In my new position, I have run into an old friend—the 1771-based PLC-5 again from Rockwell Automation Allen-Bradley. I cut my teeth on the PLC-5 and its predecessor, the PLC-2 in automotive and cereal plants very early in my career. This processor isn’t an old piece of equipment sitting in a boneyard—I did run into one in my previous job on an old cartoner that we purchased at auction—but in daily operation in a distribution warehouse.
Now one might immediately think how could the user still have something that old in operation. Well, for me, I look upon such encounters with reverence as that system was likely installed in the late 1980s or early 1990s and has been faithfully serving ever since. This speaks volumes to the robust design and quality of components that went into this 40-year-old programmable controller and associated I/O components.
The above two examples, the modular SLC-500 and the chassis-based PLC-5, can be found with many other hardware brands as the good ones seem to last forever. At some point, however, the specter of obsolescence raises its ugly head, and we are faced with a decision on how to move forward.

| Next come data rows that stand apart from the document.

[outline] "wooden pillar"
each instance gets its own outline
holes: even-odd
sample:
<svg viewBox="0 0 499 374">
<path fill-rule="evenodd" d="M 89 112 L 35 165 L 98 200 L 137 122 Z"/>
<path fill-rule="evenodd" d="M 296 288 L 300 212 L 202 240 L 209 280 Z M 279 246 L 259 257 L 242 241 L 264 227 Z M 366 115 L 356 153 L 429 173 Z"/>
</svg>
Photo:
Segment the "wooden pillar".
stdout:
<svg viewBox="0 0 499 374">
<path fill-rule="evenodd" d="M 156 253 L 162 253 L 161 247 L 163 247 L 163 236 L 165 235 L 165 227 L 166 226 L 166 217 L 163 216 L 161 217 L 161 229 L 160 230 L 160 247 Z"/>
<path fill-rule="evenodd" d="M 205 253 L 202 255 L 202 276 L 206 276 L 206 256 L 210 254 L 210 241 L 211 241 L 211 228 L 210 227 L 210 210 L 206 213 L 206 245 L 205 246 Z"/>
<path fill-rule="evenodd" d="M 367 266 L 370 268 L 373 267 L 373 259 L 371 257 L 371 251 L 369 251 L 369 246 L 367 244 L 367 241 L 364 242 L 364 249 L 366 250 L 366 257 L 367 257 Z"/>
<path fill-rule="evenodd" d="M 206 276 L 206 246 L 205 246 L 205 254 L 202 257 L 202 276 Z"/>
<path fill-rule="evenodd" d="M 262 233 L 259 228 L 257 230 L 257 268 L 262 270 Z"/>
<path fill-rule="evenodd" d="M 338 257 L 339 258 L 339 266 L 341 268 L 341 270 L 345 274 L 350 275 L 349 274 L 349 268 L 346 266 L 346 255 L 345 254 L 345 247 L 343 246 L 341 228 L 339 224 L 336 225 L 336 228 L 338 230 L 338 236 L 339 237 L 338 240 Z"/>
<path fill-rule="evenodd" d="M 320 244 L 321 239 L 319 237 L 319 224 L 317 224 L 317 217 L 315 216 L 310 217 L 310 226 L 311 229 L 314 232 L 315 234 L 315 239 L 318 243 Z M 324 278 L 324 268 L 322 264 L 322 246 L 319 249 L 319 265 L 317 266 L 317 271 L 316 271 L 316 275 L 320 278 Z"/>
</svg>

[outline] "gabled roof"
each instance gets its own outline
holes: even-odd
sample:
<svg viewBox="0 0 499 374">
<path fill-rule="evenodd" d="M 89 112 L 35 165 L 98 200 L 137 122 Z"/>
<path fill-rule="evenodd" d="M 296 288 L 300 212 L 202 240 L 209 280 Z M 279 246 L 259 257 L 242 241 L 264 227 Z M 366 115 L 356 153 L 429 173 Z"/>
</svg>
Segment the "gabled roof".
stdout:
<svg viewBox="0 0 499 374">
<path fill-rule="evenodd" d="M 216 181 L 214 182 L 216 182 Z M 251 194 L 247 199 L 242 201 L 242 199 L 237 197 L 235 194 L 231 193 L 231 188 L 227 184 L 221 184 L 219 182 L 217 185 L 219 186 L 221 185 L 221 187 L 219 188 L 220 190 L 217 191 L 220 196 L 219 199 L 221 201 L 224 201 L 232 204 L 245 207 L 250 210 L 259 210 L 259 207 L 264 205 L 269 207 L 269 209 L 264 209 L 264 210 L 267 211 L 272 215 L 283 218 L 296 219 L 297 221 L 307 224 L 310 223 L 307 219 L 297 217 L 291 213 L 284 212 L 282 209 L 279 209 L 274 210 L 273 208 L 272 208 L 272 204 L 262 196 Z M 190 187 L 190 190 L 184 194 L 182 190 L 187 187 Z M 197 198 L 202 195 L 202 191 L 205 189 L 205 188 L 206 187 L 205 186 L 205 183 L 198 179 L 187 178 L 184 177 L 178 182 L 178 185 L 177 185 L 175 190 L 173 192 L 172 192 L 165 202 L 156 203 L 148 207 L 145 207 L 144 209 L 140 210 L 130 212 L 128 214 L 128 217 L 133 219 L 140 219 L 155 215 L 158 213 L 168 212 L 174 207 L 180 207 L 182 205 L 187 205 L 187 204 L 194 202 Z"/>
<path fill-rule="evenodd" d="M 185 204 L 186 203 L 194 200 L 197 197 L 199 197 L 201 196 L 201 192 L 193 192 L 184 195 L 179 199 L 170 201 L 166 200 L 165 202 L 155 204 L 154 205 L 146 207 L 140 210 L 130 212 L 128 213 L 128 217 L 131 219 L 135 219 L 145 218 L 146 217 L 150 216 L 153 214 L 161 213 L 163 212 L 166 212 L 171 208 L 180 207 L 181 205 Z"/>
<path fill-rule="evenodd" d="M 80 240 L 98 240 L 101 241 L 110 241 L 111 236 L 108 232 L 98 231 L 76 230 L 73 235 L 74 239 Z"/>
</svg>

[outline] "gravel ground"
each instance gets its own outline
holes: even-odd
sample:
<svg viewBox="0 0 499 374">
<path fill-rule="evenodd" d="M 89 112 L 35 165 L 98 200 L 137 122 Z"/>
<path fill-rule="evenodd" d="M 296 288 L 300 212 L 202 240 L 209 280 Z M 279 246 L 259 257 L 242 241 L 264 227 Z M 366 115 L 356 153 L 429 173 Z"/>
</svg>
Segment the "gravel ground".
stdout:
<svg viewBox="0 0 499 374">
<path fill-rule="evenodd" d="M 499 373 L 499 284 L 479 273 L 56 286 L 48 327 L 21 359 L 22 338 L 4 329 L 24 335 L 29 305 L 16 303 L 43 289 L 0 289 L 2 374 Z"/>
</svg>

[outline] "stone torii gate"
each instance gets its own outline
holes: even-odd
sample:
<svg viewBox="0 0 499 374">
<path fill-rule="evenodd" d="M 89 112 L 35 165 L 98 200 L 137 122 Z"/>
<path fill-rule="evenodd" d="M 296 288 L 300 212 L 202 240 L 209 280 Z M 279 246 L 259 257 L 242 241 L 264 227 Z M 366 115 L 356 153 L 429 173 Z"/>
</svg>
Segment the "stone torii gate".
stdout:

For me, the SLC-500 upgrade was split into two paths. If the panel was clean and the wires and insulation were in good condition, we would plot a path to directly replace the SLC-500 with the newer 1769-based, now 5069-based, CompactLogix product line. If the original control panel had lots of obsolete components and the wiring was a mess, then a completely new control panel with the new technology was the way to go.
The SLC and the CompactLogix share the same approximate footprint, so a processor swap out is straightforward and involves very little in the way of work, other than pulling the connectors off the original processor and modules and then manually moving the wires from old assembly to the new one.
In this situation, the older processor likely used Remote IO for additional I/O chassis, and this can be directly replaced with EtherNet/IP communication modules in the new system. The I/O on the machine doesn’t care how it gets to talk to the PLC, just as long as it can.
This process of moving wires from old to new can be expedited if the originals were wired to terminals. The panel technician could use coded cable to pre-wire the new I/O modules at the comfort of a work bench and then simply connect the other end to the terminal blocks in the control cabinet. My technician liked to use an 18-conductor machine cable for this purpose so that the numbers simply went in order from 1 to 16 for the I/O points, and the remaining wires provided power and common to the module, if needed.